Before Rust 1.14, these do not produce the exact same assembly. I'd wait for benchmarking / profiling data to see if there's any meaningful impact on performance before I worried.
As of Rust 1.14, they do produce the same assembly! This is one reason I love Rust. You can write clear and idiomatic code and smart people come along and make it equally as fast.
but the first code would iterate two times, once for the map and once for the sum.
This is incorrect, and I'd love to know what source told you this so we can go correct it at that point and prevent future misunderstandings. An iterator operates on a pull basis; one element is processed at a time. The core method is next, which yields a single value, running just enough computation to produce that value.
First, let's fix those example to actually return the same result:
pub fn total_fold_iter() -> u64 {
(1..65).fold(0u64, |r, s| r + square(s))
}
pub fn total_map_iter() -> u64 {
(1..65).map(square).sum()
}
Now, let's develop them, starting with fold. A fold is just a loop and an accumulator, it is roughly equivalent to:
pub fn total_fold_explicit() -> u64 {
let mut total = 0;
for i in 1..65 {
total = total + square(i);
}
total
}
Then, let's go with map and sum, and unwrap the sum first, which is roughly equivalent to:
pub fn total_map_partial_iter() -> u64 {
let mut total = 0;
for i in (1..65).map(square) {
total += i;
}
total
}
It's just a simple accumulator! And now, let's unwrap the map layer (which only applies a function), obtaining something that is roughly equivalent to:
pub fn total_map_explicit() -> u64 {
let mut total = 0;
for i in 1..65 {
let s = square(i);
total += s;
}
total
}
As you can see, the both of them are extremely similar: they have apply the same operations in the same order and have the same overall complexity.

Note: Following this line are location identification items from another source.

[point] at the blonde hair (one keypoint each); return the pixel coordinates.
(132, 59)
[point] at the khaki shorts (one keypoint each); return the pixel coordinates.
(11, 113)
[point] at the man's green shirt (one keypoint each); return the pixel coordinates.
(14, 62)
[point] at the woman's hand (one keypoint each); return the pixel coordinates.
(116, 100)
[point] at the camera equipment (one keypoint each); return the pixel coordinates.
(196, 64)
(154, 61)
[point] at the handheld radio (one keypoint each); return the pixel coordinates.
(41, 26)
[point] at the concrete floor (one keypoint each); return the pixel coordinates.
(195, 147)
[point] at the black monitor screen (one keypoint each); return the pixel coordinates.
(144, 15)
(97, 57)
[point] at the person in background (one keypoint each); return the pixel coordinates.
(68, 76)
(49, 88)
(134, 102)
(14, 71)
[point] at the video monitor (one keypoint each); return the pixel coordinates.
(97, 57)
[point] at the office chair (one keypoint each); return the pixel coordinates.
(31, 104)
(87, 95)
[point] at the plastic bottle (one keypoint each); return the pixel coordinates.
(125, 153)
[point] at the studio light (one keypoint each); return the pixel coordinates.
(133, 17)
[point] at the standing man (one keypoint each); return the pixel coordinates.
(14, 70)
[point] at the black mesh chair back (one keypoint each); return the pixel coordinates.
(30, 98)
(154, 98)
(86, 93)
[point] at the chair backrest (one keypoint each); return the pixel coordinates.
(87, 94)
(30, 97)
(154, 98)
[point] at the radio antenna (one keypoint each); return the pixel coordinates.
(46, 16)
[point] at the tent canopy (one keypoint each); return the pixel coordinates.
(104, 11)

Which is faster? I have no idea. And a micro-benchmark may only tell half the truth anyway: just because something is faster in a micro-benchmark does not mean it is faster in the midst of other code.
What I can say, however, is that they both have equivalent complexity and therefore should behave similarly, ie within a factor of each other.
And that I would personally go for map + sum, because it expresses the intent more clearly whereas fold is the "kitchen-sink" of Iterator methods and therefore far less informative.